Sep 1, 2013

Loaded Terms in Socio-Technical Work

The biggest problems in interdisciplinary work arise not when we don’t know the terms that other scientists are using, but when we use the same terms in different way. A recent workshop on sociotechnical systems (at Maryland's DSST Institute) targeted such challenges, and as we tired to make sense of them, we realized how common ground, in language and practice, is necessary (but not sufficient) for interdisciplinary teamwork.

Here are some examples:

Problem: In Computer Science, this term often means “research challenge,” as in “I’m working on the problem of how to connect parents and children who live apart.” However, in some Social Science domains the word “problem” may be reserved for situations that are broken or non-normative. Using the word “problem” takes agency away from the people we am trying to support, instead positioning the designer as “the fixer.” Usually, this is not what people who build systems actually mean. This is a loaded term and, for better or worse,  social scientists, educators and therapists have replaced it with “challenge.”
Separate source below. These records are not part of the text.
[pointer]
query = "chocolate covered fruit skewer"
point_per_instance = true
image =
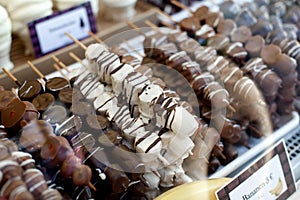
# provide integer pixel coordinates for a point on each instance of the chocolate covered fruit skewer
(60, 71)
(229, 85)
(53, 85)
(28, 89)
(208, 86)
(60, 63)
(139, 145)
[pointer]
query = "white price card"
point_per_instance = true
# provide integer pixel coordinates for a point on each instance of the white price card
(48, 33)
(270, 177)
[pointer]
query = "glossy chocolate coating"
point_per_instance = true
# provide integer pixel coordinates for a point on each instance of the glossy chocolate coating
(5, 97)
(118, 179)
(56, 84)
(241, 34)
(43, 101)
(65, 95)
(230, 152)
(29, 89)
(254, 45)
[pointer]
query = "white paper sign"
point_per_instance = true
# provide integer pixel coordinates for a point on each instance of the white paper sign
(269, 177)
(48, 33)
(267, 183)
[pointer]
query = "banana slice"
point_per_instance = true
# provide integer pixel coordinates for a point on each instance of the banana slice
(204, 189)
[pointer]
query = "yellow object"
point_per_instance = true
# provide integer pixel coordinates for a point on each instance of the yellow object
(204, 189)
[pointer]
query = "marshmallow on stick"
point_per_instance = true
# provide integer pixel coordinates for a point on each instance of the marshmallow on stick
(5, 39)
(23, 11)
(63, 4)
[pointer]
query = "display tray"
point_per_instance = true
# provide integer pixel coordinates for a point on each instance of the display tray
(45, 65)
(258, 145)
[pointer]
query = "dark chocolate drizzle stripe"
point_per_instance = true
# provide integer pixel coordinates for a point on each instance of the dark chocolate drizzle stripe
(91, 87)
(130, 124)
(110, 63)
(122, 116)
(142, 138)
(143, 89)
(97, 58)
(117, 69)
(105, 102)
(137, 128)
(153, 144)
(117, 115)
(162, 131)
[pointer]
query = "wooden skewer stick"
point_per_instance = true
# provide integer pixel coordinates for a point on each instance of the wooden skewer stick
(168, 25)
(36, 70)
(76, 41)
(60, 63)
(77, 59)
(12, 77)
(59, 70)
(153, 26)
(133, 48)
(92, 186)
(132, 25)
(166, 16)
(95, 37)
(181, 5)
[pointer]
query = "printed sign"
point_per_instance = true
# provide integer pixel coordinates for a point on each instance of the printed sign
(270, 177)
(48, 33)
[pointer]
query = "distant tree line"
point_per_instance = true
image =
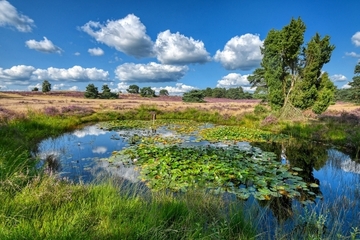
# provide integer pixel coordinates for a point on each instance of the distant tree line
(93, 93)
(231, 93)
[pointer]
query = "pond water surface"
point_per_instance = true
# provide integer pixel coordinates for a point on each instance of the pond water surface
(83, 156)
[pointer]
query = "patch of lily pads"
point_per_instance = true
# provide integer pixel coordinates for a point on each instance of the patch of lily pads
(166, 163)
(235, 133)
(219, 169)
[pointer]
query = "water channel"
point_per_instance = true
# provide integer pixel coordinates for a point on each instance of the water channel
(83, 156)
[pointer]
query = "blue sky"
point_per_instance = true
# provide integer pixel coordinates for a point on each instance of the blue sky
(164, 44)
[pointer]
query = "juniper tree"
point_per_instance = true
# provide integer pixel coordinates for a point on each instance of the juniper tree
(292, 73)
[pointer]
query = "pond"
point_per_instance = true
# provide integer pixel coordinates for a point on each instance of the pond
(307, 173)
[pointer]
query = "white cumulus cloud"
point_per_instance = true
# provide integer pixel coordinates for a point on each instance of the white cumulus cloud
(76, 73)
(338, 78)
(233, 80)
(127, 35)
(121, 87)
(151, 72)
(96, 52)
(346, 86)
(21, 74)
(175, 48)
(9, 16)
(356, 39)
(177, 90)
(45, 46)
(73, 88)
(352, 54)
(241, 52)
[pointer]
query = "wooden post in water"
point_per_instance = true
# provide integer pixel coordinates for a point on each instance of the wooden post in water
(153, 114)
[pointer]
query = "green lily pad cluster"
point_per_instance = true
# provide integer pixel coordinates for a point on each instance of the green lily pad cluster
(220, 169)
(235, 133)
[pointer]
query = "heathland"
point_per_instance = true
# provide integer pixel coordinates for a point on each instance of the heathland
(38, 205)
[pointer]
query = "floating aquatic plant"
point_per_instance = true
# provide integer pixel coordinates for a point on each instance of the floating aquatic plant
(231, 169)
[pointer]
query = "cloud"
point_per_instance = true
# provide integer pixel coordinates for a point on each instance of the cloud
(356, 39)
(338, 78)
(241, 53)
(127, 35)
(75, 73)
(45, 46)
(151, 72)
(352, 54)
(346, 86)
(96, 52)
(233, 80)
(121, 87)
(9, 16)
(22, 74)
(174, 48)
(177, 90)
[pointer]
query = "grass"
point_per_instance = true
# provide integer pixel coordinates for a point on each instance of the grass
(36, 206)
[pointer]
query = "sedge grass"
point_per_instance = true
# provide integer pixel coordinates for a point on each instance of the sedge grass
(48, 208)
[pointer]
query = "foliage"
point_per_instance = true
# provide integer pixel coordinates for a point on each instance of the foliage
(91, 91)
(343, 95)
(355, 85)
(236, 133)
(133, 89)
(48, 208)
(107, 94)
(164, 92)
(46, 86)
(220, 169)
(193, 96)
(292, 73)
(231, 93)
(147, 92)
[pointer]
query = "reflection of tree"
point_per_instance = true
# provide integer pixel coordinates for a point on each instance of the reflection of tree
(305, 155)
(281, 207)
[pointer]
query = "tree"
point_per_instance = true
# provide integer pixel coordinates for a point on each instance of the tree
(46, 86)
(107, 94)
(355, 85)
(147, 92)
(91, 91)
(193, 96)
(291, 72)
(164, 92)
(133, 89)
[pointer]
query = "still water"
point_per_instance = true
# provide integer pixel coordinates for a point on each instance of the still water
(83, 156)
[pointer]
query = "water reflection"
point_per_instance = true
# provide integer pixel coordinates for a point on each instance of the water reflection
(81, 155)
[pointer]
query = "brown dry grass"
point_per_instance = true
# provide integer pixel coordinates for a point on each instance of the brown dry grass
(21, 102)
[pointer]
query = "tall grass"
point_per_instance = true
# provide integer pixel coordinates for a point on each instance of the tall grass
(48, 208)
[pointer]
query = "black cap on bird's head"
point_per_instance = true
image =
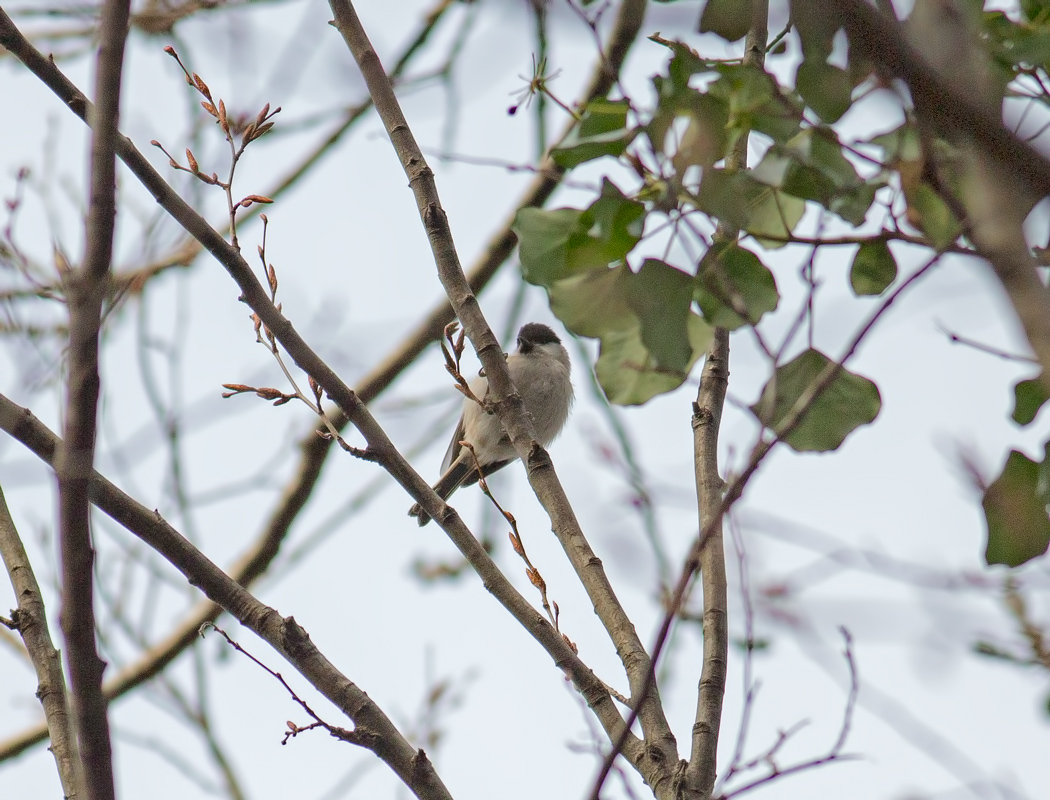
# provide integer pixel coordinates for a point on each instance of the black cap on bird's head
(536, 333)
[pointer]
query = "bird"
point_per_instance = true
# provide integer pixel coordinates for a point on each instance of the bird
(541, 371)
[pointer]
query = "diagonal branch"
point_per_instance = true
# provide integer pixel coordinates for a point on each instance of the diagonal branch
(502, 392)
(377, 732)
(952, 112)
(379, 446)
(313, 448)
(85, 290)
(32, 623)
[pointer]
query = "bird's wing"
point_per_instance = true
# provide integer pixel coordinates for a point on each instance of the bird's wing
(454, 447)
(473, 477)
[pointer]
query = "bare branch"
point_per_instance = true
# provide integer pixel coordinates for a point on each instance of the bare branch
(352, 405)
(502, 393)
(284, 634)
(32, 623)
(85, 290)
(953, 112)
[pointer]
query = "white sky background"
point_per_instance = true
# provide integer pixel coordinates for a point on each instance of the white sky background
(356, 273)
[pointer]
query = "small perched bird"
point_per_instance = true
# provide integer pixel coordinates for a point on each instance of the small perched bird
(540, 369)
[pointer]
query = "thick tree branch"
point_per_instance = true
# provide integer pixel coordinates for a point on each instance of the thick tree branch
(32, 622)
(85, 289)
(380, 448)
(952, 112)
(502, 392)
(374, 730)
(707, 421)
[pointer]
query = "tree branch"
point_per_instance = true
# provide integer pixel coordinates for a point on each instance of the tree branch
(952, 112)
(85, 290)
(32, 622)
(707, 421)
(378, 733)
(380, 448)
(502, 392)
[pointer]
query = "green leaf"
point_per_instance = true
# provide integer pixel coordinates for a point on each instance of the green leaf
(931, 215)
(847, 402)
(900, 144)
(732, 277)
(811, 166)
(706, 140)
(730, 19)
(659, 295)
(1028, 398)
(557, 244)
(593, 302)
(874, 268)
(602, 131)
(825, 88)
(627, 371)
(543, 237)
(743, 203)
(755, 102)
(655, 300)
(1015, 511)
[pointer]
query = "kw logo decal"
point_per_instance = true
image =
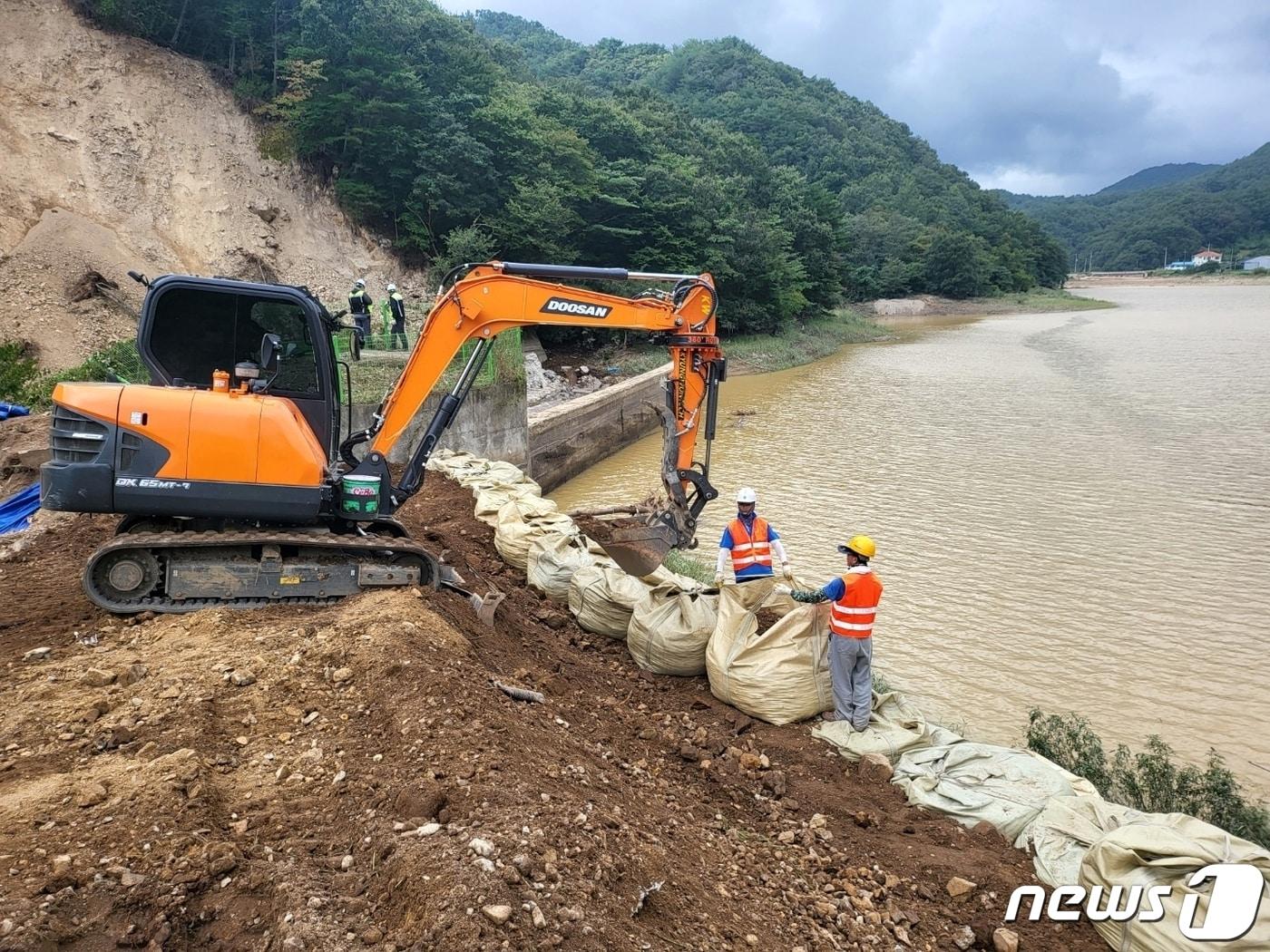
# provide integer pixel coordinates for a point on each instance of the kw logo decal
(562, 305)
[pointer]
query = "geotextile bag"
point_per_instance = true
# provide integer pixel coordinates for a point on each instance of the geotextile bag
(552, 559)
(974, 782)
(492, 499)
(780, 675)
(1167, 850)
(1066, 829)
(602, 599)
(894, 726)
(669, 630)
(521, 522)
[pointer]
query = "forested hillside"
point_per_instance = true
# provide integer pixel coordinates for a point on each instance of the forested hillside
(459, 146)
(1227, 209)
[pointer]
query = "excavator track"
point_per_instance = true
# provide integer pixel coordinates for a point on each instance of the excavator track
(184, 571)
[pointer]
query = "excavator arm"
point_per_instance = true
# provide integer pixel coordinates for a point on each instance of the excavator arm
(488, 298)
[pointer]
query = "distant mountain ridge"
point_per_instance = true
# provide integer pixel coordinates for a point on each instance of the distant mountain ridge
(912, 224)
(1158, 175)
(1226, 207)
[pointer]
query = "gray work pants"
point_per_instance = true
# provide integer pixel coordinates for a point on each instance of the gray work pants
(851, 669)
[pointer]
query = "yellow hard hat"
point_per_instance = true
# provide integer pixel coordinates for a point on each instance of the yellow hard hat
(860, 545)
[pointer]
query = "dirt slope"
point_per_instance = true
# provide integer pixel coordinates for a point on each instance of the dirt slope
(259, 780)
(117, 155)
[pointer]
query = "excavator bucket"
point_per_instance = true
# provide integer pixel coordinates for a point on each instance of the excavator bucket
(484, 606)
(639, 549)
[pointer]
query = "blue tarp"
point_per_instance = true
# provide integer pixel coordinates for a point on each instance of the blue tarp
(15, 511)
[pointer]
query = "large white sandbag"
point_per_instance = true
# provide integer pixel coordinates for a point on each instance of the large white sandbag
(602, 599)
(669, 630)
(974, 782)
(778, 675)
(1066, 829)
(1167, 850)
(523, 520)
(492, 499)
(895, 725)
(552, 559)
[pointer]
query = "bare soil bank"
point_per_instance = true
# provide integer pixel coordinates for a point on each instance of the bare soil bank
(259, 780)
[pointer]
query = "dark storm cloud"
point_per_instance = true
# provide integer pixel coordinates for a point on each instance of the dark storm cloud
(1039, 97)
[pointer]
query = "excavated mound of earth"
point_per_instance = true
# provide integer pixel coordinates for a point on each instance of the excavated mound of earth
(348, 777)
(117, 155)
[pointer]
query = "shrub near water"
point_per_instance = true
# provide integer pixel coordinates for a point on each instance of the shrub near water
(1149, 780)
(16, 368)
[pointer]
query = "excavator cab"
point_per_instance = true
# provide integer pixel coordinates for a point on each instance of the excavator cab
(193, 326)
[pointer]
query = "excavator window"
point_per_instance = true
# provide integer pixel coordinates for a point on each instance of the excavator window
(194, 332)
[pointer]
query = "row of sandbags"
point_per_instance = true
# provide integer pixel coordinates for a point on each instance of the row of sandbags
(672, 625)
(1075, 835)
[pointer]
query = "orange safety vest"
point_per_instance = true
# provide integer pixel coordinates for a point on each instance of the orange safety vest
(853, 615)
(755, 549)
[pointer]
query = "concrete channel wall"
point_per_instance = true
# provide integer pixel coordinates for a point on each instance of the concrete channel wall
(567, 438)
(492, 423)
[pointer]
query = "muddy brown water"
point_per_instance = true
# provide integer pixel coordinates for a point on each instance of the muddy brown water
(1070, 510)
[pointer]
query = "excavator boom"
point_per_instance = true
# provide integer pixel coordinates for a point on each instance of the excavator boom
(231, 473)
(489, 298)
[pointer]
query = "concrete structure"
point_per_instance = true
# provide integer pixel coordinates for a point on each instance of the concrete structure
(567, 438)
(492, 423)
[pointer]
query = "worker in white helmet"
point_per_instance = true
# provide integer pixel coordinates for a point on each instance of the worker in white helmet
(749, 543)
(396, 306)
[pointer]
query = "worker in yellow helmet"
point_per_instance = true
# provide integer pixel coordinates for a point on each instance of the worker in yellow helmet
(855, 597)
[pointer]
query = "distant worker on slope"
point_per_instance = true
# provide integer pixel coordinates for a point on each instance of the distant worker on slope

Theory: In Computer Science, theory is the study of abstract constructs like Algorithms and Data Structures and  developed through mathematical proofs. In the Social Sciences, theories are  heuristics used to make sense of empirical data, and may or may not need to have strong predictive power. There are many types of theories serving different functions (see Halverston’s “What Does CSCW Need to Do with Theories”)

Social Computing: This is a new term, and the jury is still out on what it does and coul mean, both to designers and researchers ("social technologists"). Social computing at the intersection of social science and computational systems, but what is included or excluded? Some people at the workshop equated Social Computing with large-scale social network analysis (e.g., “we looked at 3 mill Tweets”) or Crowdsourcing (e.g., “we leveraged the crowd to do citizen science”), and broadly,  mediated communication for supporting social relationships. Video chat, haptic connectedness devices, online support groups, depending on the research and design goals, can all be aspects Social Computing.

At the workshop we mapped out the research space of DSST, focusing on how we fit into the research space of many different communities of researchers and practitioners.